Arup Acharya Dr Arup Acharya is a Research Staff Member in the Internet Infrastructure and Computing Utilities group at IBM T.J. Watson Research Center and leads the Advanced Networking micropractice in On-Demand Innovation Services. His current work includes SIP-based services such as VoIP, Instant Messaging and Presence, and includes customer consulting engagements and providing subject matter expertise in corporate strategy teams. Presently, he is leading a IBM Research project on scalability and performance of SIP servers for large workloads. In addition, he also works on different topics in mobile/wireless networking such as mesh networks. He has published extensively in conferences/journals and has been awarded seven patents. Before joining IBM in 2000, he was with NEC C&C Research Laboratories, Princeton. He received a B.Tech degree in Computer Science from the Indian Institute of Technology, Kharagpur and a PhD in Computer Science from Rutgers University in 1995. Further information is available at http://www.research.ibm.com/people/a/arup/

Sachin Ganu Sachin Ganu is currently a Ph.D. candidate at WINLAB, Rutgers University working under the guidance of Dr. D. Raychaudhuri. His research interests include cross-layer architectures for wireless mesh networks focusing on MAC-routing interactions and location estimation in wireless networks. Currently, he is also involved in the design and development of a large scale indoor wireless testbed, ORBIT, to facilitate wireless experimentation. Prior to joining WINLAB, Sachin worked as a Systems Engineer with Lockheed Martin Global Telecommunications, Clarksburg, MD from Feb 2000 until Dec 2001 on radio resource management tools for ATM-based geosynchronous satellite systems.
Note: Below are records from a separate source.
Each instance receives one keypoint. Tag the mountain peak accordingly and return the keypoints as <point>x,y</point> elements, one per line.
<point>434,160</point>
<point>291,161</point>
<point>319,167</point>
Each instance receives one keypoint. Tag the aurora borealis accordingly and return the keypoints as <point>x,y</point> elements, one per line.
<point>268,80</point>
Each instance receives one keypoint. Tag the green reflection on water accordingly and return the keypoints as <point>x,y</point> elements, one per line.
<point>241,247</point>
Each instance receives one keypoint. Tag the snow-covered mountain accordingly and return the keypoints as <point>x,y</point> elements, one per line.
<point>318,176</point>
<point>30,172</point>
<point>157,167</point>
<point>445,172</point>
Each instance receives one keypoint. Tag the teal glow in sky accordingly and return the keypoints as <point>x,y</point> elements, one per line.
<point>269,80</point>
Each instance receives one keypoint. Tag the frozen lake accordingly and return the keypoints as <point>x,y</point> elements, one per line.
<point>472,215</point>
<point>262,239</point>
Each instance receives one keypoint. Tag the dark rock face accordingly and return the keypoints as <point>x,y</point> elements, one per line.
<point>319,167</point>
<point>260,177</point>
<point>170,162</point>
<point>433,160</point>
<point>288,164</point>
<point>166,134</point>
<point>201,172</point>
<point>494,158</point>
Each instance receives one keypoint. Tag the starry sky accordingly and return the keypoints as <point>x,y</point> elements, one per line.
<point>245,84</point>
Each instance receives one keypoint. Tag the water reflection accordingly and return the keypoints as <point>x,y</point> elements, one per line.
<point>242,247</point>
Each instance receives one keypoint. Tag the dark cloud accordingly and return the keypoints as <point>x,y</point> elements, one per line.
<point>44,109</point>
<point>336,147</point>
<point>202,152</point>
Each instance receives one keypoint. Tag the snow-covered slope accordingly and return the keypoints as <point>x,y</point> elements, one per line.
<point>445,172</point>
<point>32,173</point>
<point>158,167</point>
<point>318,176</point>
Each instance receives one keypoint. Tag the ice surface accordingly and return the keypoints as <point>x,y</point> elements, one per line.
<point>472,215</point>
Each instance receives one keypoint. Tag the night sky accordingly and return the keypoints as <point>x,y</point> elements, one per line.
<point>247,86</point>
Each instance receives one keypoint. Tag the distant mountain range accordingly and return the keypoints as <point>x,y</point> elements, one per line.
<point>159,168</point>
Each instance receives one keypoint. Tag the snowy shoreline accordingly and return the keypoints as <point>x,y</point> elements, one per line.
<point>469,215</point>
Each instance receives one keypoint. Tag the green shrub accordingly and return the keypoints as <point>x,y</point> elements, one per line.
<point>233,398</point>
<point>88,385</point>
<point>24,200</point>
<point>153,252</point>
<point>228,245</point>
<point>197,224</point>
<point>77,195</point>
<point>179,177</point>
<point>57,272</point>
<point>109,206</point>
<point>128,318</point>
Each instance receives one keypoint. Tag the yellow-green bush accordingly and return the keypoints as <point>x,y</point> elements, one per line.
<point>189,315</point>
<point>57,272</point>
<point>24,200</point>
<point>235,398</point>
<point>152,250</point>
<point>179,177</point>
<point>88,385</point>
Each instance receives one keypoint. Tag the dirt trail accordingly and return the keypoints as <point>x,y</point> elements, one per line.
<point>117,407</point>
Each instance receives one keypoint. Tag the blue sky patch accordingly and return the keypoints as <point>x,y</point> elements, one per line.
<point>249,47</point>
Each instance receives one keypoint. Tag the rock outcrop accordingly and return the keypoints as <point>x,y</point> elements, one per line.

He worked as a Research Scientist at Avaya Research Labs, Basking Ridge, NJ during the summer of 2002 and as a Network Software Engineer with the Communications Technology Group at Intel Corporation, Hillsboro, OR during the summer of 2005. Sachin received the B.E degree in Electronics from Mumbai University, Mumbai, India in 1998, and his M.S degree in Electrical Engineering from Virginia Tech, Blacksburg, VA, in 1999.

Archan Misra Archan Misra is a Research Staff Member at the IBM TJ Watson Research Center, Hawthorne, NY, where he works on infrastructural components for pervasive networking and middleware for presence-based, context-aware computing. His current research projects include middleware for SIP-based “rich presence” in converged networks, high-performance wireless mesh networks and sensor data management techniques for healthcare and remote monitoring scenarios. Archan received his Ph.D. in Electrical and Computer Engineering from the University of Maryland at College Park in May, 2000, and his B.Tech in Electronics and Communication Engineering from IIT Kharagpur, India in July 1993. Prior to joining IBM in 2001, Archan worked at Telcordia Technologies on architectures for QoS in the Internet and adaptive IP-based mobility management algorithms. He has published extensively in the areas of wireless networking and pervasive computing and is a co-author on papers that received the Best Paper awards in ACM WOWMOM 2002 and IEEE MILCOM 2001. He is presently on the editorial board of the IEEE Wireless Communications Magazine, and currently chairs the IEEE Computer Society’s Technical Committee on Computer Communications (TCCC).